Eigentlich bin ich viel zu müde und auch zu faul, schon wieder aufzustehen, bloß um zu sehen, wer draußen redet. Aber die Neugier siegt. Ich gehe ans Fenster und schaue heraus.
Im gelblichen Licht der Eingangslampe stehen Ieuwkje und Anno vor der Haustür. Sie halten sich im Arm und sind völlig in einen anscheinend sehr innigen Kuss vertieft.
Ich komme mir vor wie ein Spanner und krieche zurück unter die Bettdecke. Muss Liebe schön sein, denke ich verbittert.
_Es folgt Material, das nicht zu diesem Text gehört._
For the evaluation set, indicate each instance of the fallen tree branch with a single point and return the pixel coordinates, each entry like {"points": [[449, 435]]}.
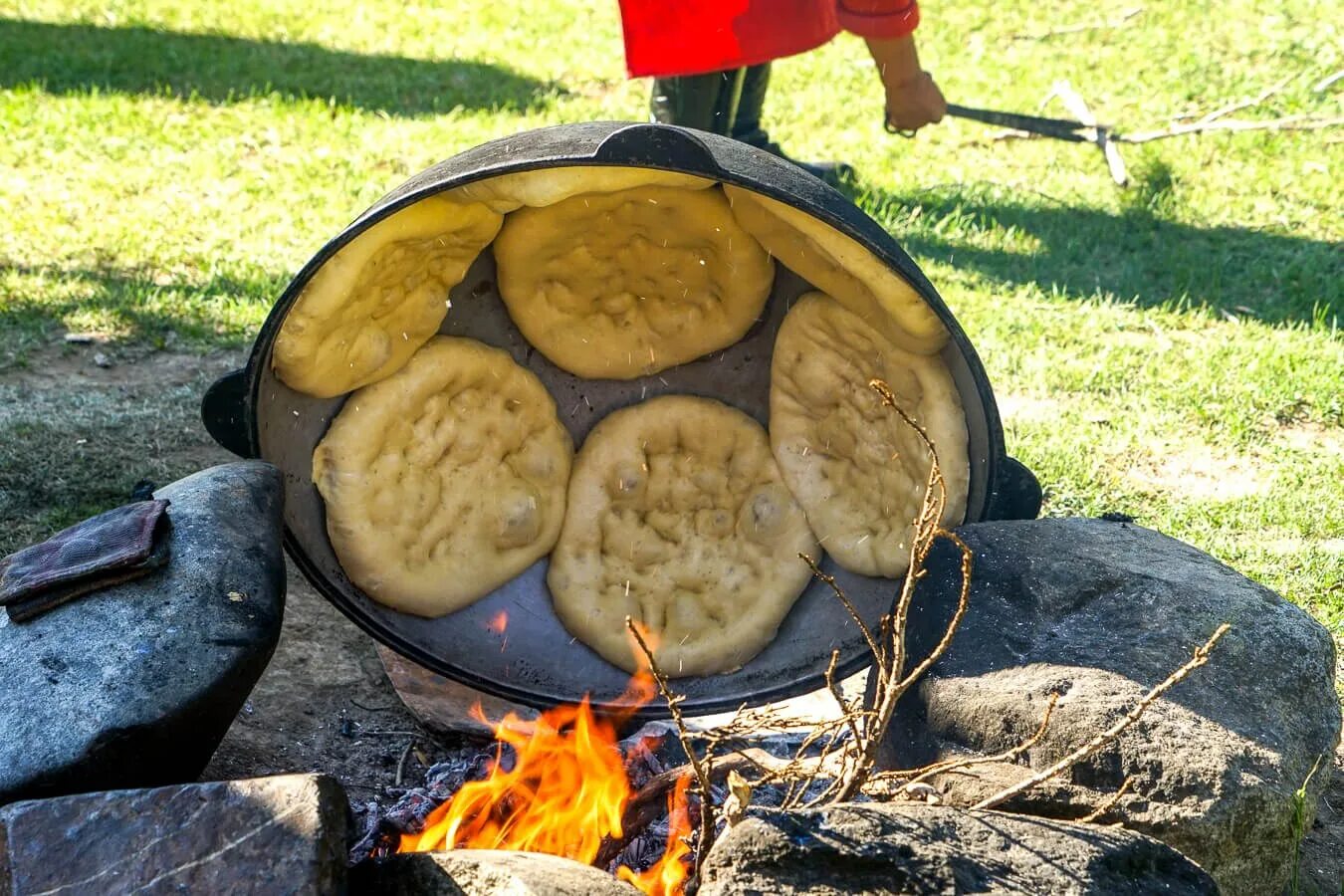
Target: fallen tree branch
{"points": [[648, 802], [920, 776], [674, 702], [1289, 122], [1108, 803], [1114, 731]]}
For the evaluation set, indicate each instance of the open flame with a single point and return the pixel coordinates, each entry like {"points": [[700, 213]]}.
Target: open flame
{"points": [[563, 792]]}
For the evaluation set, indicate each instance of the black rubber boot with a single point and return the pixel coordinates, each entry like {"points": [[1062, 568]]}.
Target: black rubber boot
{"points": [[746, 126], [705, 103]]}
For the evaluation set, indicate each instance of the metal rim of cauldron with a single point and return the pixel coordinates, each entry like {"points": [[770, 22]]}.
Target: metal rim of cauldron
{"points": [[230, 406]]}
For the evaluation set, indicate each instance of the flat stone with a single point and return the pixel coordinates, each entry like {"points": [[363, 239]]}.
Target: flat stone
{"points": [[281, 834], [134, 685], [1102, 611], [444, 706], [484, 872], [934, 850]]}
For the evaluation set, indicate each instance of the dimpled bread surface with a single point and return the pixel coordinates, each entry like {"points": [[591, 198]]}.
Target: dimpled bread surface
{"points": [[626, 284], [678, 518], [843, 269], [855, 466], [380, 297], [445, 480], [549, 185]]}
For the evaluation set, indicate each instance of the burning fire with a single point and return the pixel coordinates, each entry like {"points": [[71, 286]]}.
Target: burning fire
{"points": [[563, 792]]}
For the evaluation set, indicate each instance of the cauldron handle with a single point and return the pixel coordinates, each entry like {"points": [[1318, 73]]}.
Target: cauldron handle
{"points": [[1016, 493], [223, 412], [660, 145]]}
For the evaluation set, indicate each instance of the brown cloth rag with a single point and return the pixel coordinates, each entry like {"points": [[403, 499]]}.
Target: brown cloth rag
{"points": [[121, 545]]}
„Schlaf gut“, höre ich sie draußen wispern. Guter Witz. Mit wem denn?
vierzehntes Kapitel
Als ich unter der Dusche stehe, klopft es an der Tür, „Jeremy? Bist du da drin?“
Gestern hätte diese Frage lustig geklungen, da ich ja bisher ziemlich früh aufgestanden bin und wer hätte so früh hier duschen können außer mir? Meine Beschäftigung vom vergangenen Abend hat dieser Angewohnheit jedoch ein Ende gesetzt.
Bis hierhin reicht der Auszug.